While Medicare Part D provides prescription drug coverage, some medicines are administered in a doctor’s office — as with Aduhelm, which is delivered intravenously — and therefore covered under Part B.
And by law, the Centers for Medicare & Medicaid Services is required to set each year’s Part B premium at 25% of the estimated costs that will be incurred by that part of the program. So in its calculation for 2022, the agency had to account for the possibility of covering Aduhelm.
Roughly 6 million Americans suffer from Alzheimer’s, a degenerative neurological disease that slowly destroys memory and thinking skills, and has no known cure. It also can wreak havoc on the lives of families and friends of those with the disease.
It’s such an eye-popping number for one drug that hasn’t shown itself to be the miracle cure that everyone is hoping drug companies will come up with for Alzheimer’s disease.Juliette CubanskiDeputy director of the program on Medicare policy at the Kaiser Family Foundation
Most of these patients are age 65 or older and generally enrolled in Medicare, which covers more than 63 million individuals. In 2017, about 2 million beneficiaries used one or more of the then-available Alzheimer’s treatments covered under Part D, according to the Kaiser Family Foundation.

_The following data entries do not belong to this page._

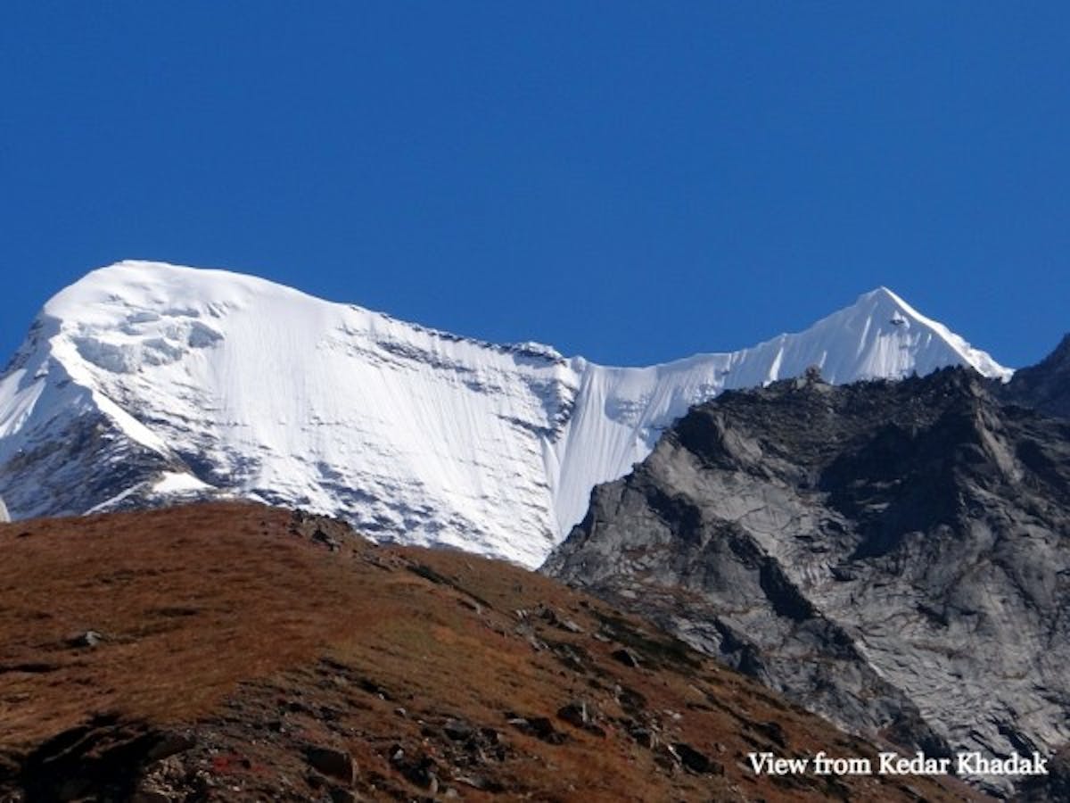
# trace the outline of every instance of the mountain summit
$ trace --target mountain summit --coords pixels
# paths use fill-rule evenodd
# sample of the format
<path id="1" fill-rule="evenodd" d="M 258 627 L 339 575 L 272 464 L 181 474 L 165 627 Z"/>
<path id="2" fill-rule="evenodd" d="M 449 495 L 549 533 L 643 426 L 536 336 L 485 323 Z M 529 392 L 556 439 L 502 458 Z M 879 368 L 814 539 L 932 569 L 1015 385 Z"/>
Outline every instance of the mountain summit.
<path id="1" fill-rule="evenodd" d="M 0 495 L 15 518 L 238 496 L 535 566 L 688 407 L 811 365 L 1011 374 L 884 288 L 806 332 L 624 368 L 125 261 L 52 298 L 0 379 Z"/>

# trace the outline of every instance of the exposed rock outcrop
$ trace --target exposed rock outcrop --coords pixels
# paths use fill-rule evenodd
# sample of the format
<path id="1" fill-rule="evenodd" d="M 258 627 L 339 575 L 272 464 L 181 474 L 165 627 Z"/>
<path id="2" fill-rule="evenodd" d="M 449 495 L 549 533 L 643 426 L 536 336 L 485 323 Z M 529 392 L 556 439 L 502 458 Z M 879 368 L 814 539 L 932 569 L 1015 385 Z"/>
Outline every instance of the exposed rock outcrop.
<path id="1" fill-rule="evenodd" d="M 1049 415 L 1070 418 L 1070 334 L 1039 363 L 1015 372 L 1002 395 Z"/>
<path id="2" fill-rule="evenodd" d="M 696 407 L 542 571 L 855 730 L 1050 754 L 1070 739 L 1068 546 L 1070 425 L 947 369 Z"/>

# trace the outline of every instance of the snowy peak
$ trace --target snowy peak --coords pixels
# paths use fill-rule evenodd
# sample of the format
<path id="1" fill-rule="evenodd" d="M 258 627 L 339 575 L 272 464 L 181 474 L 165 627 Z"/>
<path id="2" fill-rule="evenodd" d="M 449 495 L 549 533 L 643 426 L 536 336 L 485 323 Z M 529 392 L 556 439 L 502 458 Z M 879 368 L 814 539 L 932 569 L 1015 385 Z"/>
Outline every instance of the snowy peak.
<path id="1" fill-rule="evenodd" d="M 536 565 L 689 406 L 811 365 L 1010 375 L 884 288 L 751 349 L 618 368 L 120 262 L 52 298 L 0 379 L 0 495 L 16 517 L 239 496 Z"/>

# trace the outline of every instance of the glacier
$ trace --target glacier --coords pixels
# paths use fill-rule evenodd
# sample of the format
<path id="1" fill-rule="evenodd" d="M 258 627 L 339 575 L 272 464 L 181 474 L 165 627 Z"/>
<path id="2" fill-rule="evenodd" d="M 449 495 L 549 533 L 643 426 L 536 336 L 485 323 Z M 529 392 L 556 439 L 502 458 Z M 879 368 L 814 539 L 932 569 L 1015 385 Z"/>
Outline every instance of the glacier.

If just one-quarter of those beneficiaries — 500,000 — were to be prescribed Aduhelm, total spending on that drug alone in one year would be nearly $29 billion, the foundation’s research shows. By comparison, total Medicare spending for all Part B drugs was $37 billion in 2019.
“It’s such an eye-popping number for one drug that hasn’t shown itself to be the miracle cure that everyone is hoping drug companies will come up with for Alzheimer’s disease,” Cubanski said.
She also said this type of situation — a pricey drug that must be covered by Medicare and ends up driving up premiums — could happen again.
“There’s no mechanism in place to prevent it from happening,” Cubanski said. “Drug companies invest billions in research and development and are always looking for blockbuster treatments for any number of diseases, and we do want effective drugs to come to market.”
Additionally, although there’s a proposal in Congress that would let Medicare negotiate the price of some drugs starting in 2025, new biologics like Aduhelm would have 13 years before they could potentially be subject to price negotiations. Biogen, meanwhile, has said it would not raise its price on the drug for four years.
The proposed congressional changes — which are included in the Build Back Better Act — also would limit beneficiaries’ out-of-pocket spending for Part D drugs to $2,000 per year. However, because Aduhelm would be delivered under Part B, that cap would not apply.
Beneficiaries generally pay 20% of Part B services unless they have additional insurance that either picks up that coinsurance (a Medigap policy) or offers a different copay and an out-of-pocket maximum (a Medicare Advantage Plan).
The Aduhelm situation highlights the ripple effect that expensive drugs can have, said David Lipschutz, associate director and senior policy attorney for the Center for Medicare Advocacy.
“Even the possibility that Medicare could provide coverage for Aduhelm sent Part B premiums up,” he said.
There is the chance that if Medicare approves coverage of the drug, the program won’t end up spending as much as anticipated.
“It’s possible that physicians may not be very enthusiastic about prescribing it, given the side effects that were observed in both clinical trials before the approval and since then among patients,” Cubanski said. “That could cause uptake to be less than the manufacturer is hoping.”